Enterprise users of Zoom that had independent visibility over their environments could also quickly identify that the issue lay with Zoom, and escalate accordingly.
Internet Outages and Trends
Looking at global outages across ISPs, cloud service provider networks, collaboration app networks, and edge networks, over the previous two weeks, we saw:
- Global outages initially dropped from 414 to 347, a 16% decrease compared to September 5-11, before continuing the downward trend the following week, where we observed a drop from 347 to 304, a 12% decrease when compared to the previous week.
- This pattern, and downward trend, was reflected domestically, with an initial drop from 133 to 108, a 19% decrease compared to September 5-11, before dropping again from 108 to 90, a 17% decrease from the previous week.

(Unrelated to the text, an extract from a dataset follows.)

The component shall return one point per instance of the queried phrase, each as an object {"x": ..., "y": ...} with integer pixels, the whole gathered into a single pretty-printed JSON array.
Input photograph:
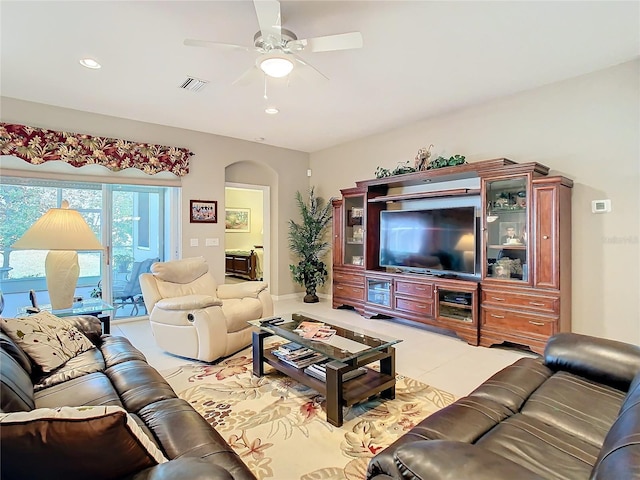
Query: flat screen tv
[{"x": 438, "y": 241}]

- US-centric outages accounted for 30% of all observed outages, which is the same percentage observed on August 29-September 4 and September 5-11, where they also accounted for 30% of observed outages.
Other Incidents of Note
Two other noteworthy incidents also occurred in the period.
First, on September 5, Twitter lost one of its key data centers in heatwave conditions. While this did not cause an outage, it reportedly left Twitter in a “non-redundant” state. That is, if anything happened to its remaining facilities, it would be unable to serve all its users. It appears Twitter was able to gracefully shut down infrastructure at the site, and route around the shutdown. However, the incident is likely to provide “food for thought” on whether or not cost-effective options exist to increase redundancy. Endless redundant options are possible but may be neither cost-effective nor realistic. These are always difficult conversations to have.
AWS also experienced an authentication issue that led to 59 cloud services becoming inaccessible for several hours in South Africa.